Deere ( DE) reported higher-than-expected results for the second quarter and forecast a record profit for the full year. Deere reported net income of $1.08 billion, or $2.76 per share for the quarter ended April 30, up from $1.056 billion, or $2.61 per share, in the same period a year ago. The results topped analysts' estimates of $2.72 a share. Sales rose 9% to $10.91 billion, also beating estimates of $9.85 billion. The farm and construction equipment maker also maintained its full-year profit prediction of $3.3 billion. However, Deere lowered its forecast for sales to the construction industry, on concerns about weakness due to the outlook for U.S. economic growth. Deere said it expects equipment revenue to rise by about 5% in the year to October, below its previous forecast of 6%. CEOr Samuel Allen said in a statement, "Deere's near-term forecast is being tempered by lingering economic concerns in many parts of the world, which are restraining business confidence and growth."

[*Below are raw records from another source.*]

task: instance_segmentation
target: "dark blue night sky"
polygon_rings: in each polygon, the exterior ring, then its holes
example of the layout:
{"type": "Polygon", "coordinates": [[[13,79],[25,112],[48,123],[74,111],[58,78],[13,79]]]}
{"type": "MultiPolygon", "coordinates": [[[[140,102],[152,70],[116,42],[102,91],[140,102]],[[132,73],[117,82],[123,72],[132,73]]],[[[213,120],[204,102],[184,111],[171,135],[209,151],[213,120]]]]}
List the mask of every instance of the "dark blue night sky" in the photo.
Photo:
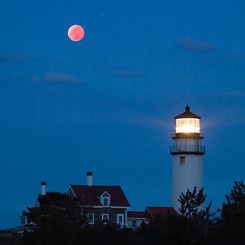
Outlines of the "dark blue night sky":
{"type": "Polygon", "coordinates": [[[121,185],[134,210],[171,205],[173,117],[202,116],[205,189],[245,180],[245,2],[3,1],[0,228],[48,190],[121,185]],[[67,38],[72,24],[85,38],[67,38]]]}

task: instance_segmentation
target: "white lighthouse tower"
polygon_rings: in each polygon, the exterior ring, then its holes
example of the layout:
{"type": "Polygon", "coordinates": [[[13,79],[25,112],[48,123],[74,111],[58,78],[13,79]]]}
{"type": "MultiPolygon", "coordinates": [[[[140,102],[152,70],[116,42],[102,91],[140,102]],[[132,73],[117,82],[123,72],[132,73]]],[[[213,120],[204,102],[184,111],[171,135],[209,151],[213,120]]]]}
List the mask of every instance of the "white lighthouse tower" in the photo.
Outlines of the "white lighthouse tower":
{"type": "Polygon", "coordinates": [[[178,199],[182,192],[203,187],[202,158],[205,147],[201,144],[203,135],[200,131],[200,119],[200,116],[190,111],[188,105],[185,112],[175,117],[170,153],[173,155],[172,201],[176,211],[180,208],[178,199]]]}

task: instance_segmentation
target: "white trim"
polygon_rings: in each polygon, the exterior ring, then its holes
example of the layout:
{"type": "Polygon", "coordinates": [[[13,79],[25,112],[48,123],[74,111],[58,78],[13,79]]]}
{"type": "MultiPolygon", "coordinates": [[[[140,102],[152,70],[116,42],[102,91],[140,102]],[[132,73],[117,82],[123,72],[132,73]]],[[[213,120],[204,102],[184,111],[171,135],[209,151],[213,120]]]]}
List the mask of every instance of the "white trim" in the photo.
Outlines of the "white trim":
{"type": "MultiPolygon", "coordinates": [[[[85,206],[85,205],[84,205],[85,206]]],[[[99,206],[99,205],[94,205],[94,206],[89,206],[92,208],[105,208],[105,206],[99,206]]],[[[130,206],[110,206],[110,208],[120,208],[120,209],[128,209],[130,206]]]]}
{"type": "Polygon", "coordinates": [[[128,217],[128,220],[147,220],[147,218],[132,218],[132,217],[128,217]]]}
{"type": "Polygon", "coordinates": [[[89,225],[93,225],[94,224],[94,213],[88,213],[87,214],[87,220],[89,219],[89,215],[92,215],[92,221],[88,222],[89,225]]]}
{"type": "Polygon", "coordinates": [[[103,223],[109,223],[109,221],[110,221],[110,215],[109,215],[108,213],[102,213],[102,214],[101,214],[101,221],[102,221],[103,223]],[[106,216],[107,218],[104,219],[103,216],[106,216]]]}

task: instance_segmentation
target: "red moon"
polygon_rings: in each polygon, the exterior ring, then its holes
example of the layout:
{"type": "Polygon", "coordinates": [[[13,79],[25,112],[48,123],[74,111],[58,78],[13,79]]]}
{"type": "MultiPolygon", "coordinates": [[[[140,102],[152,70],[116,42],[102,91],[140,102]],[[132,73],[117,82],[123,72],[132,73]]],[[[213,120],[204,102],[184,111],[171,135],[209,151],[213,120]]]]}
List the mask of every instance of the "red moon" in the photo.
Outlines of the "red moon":
{"type": "Polygon", "coordinates": [[[68,29],[67,34],[73,42],[79,42],[84,37],[84,29],[79,25],[73,25],[68,29]]]}

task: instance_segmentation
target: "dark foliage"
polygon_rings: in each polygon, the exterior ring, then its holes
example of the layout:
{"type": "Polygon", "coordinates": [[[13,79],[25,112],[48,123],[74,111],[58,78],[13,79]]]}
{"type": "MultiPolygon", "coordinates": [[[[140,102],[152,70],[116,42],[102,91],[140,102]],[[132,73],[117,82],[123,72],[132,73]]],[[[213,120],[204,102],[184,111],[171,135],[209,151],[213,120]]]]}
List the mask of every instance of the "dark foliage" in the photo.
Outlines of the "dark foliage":
{"type": "MultiPolygon", "coordinates": [[[[86,225],[75,199],[61,193],[40,196],[24,212],[33,232],[14,235],[12,245],[242,245],[245,244],[245,185],[235,182],[222,205],[219,220],[211,219],[211,203],[203,207],[203,189],[180,196],[180,214],[155,216],[133,231],[113,224],[86,225]]],[[[84,210],[83,210],[84,211],[84,210]]],[[[85,210],[86,212],[86,210],[85,210]]]]}

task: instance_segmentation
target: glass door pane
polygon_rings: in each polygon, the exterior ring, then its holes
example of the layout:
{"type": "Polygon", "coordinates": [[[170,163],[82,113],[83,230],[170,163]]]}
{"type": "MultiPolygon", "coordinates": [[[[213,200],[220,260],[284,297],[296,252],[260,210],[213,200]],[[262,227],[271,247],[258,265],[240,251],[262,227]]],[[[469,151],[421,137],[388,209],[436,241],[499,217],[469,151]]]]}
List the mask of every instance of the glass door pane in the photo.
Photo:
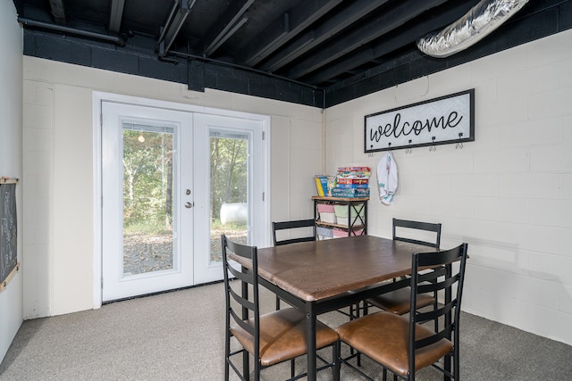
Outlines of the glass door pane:
{"type": "Polygon", "coordinates": [[[222,261],[221,234],[248,244],[248,136],[210,130],[211,263],[222,261]]]}
{"type": "Polygon", "coordinates": [[[176,269],[173,128],[123,122],[122,277],[176,269]]]}

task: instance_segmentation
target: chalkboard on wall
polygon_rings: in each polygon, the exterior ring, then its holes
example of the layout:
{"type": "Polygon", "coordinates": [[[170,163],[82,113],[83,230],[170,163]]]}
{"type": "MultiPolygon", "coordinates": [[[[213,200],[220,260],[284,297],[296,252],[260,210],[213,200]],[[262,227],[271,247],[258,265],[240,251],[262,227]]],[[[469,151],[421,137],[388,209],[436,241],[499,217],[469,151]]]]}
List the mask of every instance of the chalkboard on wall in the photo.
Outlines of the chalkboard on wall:
{"type": "Polygon", "coordinates": [[[0,291],[18,266],[16,182],[0,181],[0,291]]]}

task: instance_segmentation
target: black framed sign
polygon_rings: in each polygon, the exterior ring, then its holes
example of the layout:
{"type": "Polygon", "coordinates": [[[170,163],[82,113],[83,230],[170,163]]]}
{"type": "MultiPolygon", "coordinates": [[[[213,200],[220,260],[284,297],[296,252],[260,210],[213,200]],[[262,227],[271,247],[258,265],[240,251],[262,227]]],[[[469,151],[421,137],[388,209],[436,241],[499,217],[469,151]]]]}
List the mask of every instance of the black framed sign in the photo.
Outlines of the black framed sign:
{"type": "Polygon", "coordinates": [[[0,178],[0,291],[17,269],[16,182],[0,178]]]}
{"type": "Polygon", "coordinates": [[[365,152],[475,140],[475,89],[366,115],[365,152]]]}

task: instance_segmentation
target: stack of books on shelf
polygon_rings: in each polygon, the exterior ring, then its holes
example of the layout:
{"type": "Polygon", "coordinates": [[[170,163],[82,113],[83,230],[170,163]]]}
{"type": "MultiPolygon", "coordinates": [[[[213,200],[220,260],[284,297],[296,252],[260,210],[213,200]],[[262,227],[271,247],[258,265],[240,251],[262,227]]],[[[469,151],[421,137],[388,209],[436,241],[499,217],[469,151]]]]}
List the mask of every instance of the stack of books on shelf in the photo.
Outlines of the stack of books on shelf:
{"type": "Polygon", "coordinates": [[[319,196],[365,198],[369,197],[369,167],[340,167],[336,176],[315,175],[315,188],[319,196]]]}
{"type": "Polygon", "coordinates": [[[369,167],[340,167],[336,186],[332,189],[333,197],[369,197],[369,167]]]}

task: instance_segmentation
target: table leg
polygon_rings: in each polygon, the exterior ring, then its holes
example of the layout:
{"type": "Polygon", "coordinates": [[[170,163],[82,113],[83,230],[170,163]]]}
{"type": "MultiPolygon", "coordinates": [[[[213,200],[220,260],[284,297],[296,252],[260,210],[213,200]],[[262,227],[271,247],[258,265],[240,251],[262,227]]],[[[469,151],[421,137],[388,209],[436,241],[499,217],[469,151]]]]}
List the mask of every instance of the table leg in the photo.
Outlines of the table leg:
{"type": "Polygon", "coordinates": [[[316,360],[315,360],[315,309],[313,302],[306,303],[306,345],[307,350],[307,379],[315,381],[316,377],[316,360]]]}

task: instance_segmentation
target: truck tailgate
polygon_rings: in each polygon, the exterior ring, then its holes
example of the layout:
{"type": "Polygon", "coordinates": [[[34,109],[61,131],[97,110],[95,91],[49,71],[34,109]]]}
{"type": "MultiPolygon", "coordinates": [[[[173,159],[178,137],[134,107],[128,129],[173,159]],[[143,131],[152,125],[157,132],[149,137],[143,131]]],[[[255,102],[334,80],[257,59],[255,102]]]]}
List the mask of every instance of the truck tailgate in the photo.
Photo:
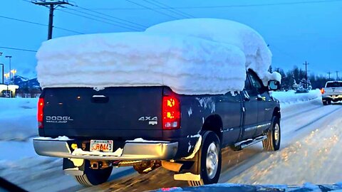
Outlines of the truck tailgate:
{"type": "Polygon", "coordinates": [[[342,95],[342,87],[327,87],[324,88],[325,94],[328,95],[342,95]]]}
{"type": "Polygon", "coordinates": [[[162,137],[162,90],[163,87],[44,89],[44,134],[162,137]]]}

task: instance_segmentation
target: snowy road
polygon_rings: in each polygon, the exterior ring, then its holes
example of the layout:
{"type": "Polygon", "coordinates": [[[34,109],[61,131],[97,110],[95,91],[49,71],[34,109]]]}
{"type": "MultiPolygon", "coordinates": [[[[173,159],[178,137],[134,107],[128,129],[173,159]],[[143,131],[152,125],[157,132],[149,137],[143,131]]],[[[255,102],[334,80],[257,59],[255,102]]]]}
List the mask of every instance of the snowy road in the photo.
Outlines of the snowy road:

Google ( GOOG) is reportedly readying a subscription music-streaming service that would rival Spotify. Reports say the company could debut the service as early as Wednesday at its annual developers conference. The Verge is citing sources who say Google has secured licensing deals with Sony ( SNE) Music Entertainment and Universal Music Group for YouTube and Google Play. Google currently has a cloud music service called Google Music, where users can upload as many as 20,000 purchased songs and listen to them on Android devices or over the Internet. As the Android operating system is currently the most-used smartphone software, the service could pose a challenge to Spotify, which boasts more than 24 million active users across the world. If Google debuts the music streaming service, it would beat Apple ( AAPL) to the punch. According to speculation, Apple has been working on its own music streaming platform, but it has not yet been revealed.
The chatter on Main Street (a.k.a. Google, Yahoo! and other search sites) is always of interest to investors on Wall Street. Thus, each day, TheStreet compiles the stories that are trending on the Web, and highlights the news that could make stocks move. -- Written by Brittany Umar.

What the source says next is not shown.